This module implements SkipScan; an optimization for SELECT DISTINCT ON
.
Usually for SELECT DISTINCT ON
Postgres will plan either a UNIQUE
over a
sorted path, or some form of aggregate. In either case, it needs to scan the
entire table, even in cases where there are only a few unique values.
A skip scan optimizes this case when we have an ordered index. Instead of
scanning the entire table and deduplicating after, the scan remembers the last
value returned, and searches the index for the next value after that one. This
means that for a table with k
keys, with u
distinct values, a skip scan runs
in time u * log(k)
as opposed to scanning then deduplicating, which takes time
k
. We can write the number of unique values u
as of function of k
by
dividing by the number of repeats r
i.e. u = k/r
this means that a skip scan
will be faster if each key is repeated more than a logarithmic number of times,
i.e. if r > log(k)
then u * log(k) < k/log(k) * log(k) < k
.
We plan our skip scan with a tree something like
Custom Scan (SkipScan) on table
-> Index Scan using table_key_idx on table
Index Cond: (key > NULL)
After each iteration through the SkipScan
we replace the key > NULL
with
a key > [next value we are returning]
and restart the underlying IndexScan
.
There are some subtleties around NULL
handling, see the source file for more
detail.
To plan our SkipScan we look for a compatible plan, for instance
Unique
-> Index Scan
or
Unique
-> Merge Append
-> Index Scan
...
given such a plan, we know the index is sorted in an order with the distinct
key(s) first, so we can add quals to the IndexScan
representing the previous
key returned, and thus skip over the repeated values. The Unique
node tells us
which columns are relevant.
We use this to create plans that look like
Unique
-> Custom Scan (SkipScan) on skip_scan
-> Index Scan using skip_scan_dev_name_idx on skip_scan
or
Unique
-> Merge Append
Sort Key: _hyper_2_1_chunk.dev_name
-> Custom Scan (SkipScan) on _hyper_2_1_chunk
-> Index Scan using _hyper_2_1_chunk_idx on _hyper_2_1_chunk
-> Custom Scan (SkipScan) on _hyper_2_2_chunk
-> Index Scan using _hyper_2_2_chunk_idx on _hyper_2_2_chunk
respectively. While we could remove the top-level Unique node for the single chunk/normal table case we keep it so we don't need to support projection as postgres won't modify the SkipScan targetlist that way.

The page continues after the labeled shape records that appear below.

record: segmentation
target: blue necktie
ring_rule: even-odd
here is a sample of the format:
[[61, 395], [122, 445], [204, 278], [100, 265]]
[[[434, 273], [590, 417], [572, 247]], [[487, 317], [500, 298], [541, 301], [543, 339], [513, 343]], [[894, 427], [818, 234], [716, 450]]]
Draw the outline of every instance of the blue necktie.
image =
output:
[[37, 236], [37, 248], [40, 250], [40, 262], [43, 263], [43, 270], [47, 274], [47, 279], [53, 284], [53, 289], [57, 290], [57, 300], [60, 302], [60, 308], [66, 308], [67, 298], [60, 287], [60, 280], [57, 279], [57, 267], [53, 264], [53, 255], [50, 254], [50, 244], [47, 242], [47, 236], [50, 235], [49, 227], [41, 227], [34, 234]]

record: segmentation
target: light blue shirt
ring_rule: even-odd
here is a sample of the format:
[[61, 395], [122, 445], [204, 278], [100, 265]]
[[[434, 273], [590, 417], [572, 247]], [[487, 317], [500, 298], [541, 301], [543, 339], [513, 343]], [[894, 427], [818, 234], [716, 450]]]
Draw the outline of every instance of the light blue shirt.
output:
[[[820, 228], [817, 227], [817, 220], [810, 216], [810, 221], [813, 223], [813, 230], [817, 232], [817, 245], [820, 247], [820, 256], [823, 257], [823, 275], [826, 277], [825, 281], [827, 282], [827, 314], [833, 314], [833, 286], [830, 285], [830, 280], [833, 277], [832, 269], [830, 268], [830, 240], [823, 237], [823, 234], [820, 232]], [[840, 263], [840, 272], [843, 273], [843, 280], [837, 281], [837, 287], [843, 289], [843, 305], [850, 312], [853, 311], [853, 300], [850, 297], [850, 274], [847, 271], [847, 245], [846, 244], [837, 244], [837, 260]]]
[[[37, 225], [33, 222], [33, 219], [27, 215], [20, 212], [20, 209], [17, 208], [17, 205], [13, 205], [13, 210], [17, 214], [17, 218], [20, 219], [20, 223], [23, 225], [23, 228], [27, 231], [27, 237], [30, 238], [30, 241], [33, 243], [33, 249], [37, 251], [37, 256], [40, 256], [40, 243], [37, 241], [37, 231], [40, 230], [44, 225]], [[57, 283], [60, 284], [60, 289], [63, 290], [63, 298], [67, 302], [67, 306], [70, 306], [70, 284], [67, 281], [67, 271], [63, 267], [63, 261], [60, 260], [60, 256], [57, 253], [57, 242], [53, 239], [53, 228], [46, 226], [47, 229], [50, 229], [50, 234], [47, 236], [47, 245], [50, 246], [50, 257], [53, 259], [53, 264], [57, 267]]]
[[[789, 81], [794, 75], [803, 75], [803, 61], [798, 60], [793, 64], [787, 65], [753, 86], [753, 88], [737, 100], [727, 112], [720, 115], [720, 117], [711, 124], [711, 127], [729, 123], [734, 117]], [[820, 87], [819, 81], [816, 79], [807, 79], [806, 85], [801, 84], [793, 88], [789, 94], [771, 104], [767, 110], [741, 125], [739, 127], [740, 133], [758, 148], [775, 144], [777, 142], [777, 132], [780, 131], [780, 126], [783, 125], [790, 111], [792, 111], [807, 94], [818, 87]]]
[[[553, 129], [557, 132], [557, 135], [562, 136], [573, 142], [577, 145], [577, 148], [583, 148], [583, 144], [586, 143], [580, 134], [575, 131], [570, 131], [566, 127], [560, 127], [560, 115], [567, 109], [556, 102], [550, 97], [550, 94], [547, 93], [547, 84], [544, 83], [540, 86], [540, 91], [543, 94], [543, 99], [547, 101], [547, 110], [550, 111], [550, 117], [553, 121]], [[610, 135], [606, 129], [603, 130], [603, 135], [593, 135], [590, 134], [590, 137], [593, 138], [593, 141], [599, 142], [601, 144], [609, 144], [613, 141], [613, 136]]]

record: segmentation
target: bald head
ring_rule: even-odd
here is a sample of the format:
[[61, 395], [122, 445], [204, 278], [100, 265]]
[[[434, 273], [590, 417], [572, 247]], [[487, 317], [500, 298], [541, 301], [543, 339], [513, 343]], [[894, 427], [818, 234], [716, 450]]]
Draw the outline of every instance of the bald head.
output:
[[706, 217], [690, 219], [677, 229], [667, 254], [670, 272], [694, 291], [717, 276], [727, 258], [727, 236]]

Upstream postgres is also working on a skip scan implementation, see e.g. https://commitfest.postgresql.org/32/1741/ As when this document was first written, it is not yet merged. Their strategy involves integrating this functionality into the btree searching code, and will be available in PG15 at the earliest. The two implementations should not interfere with eachother.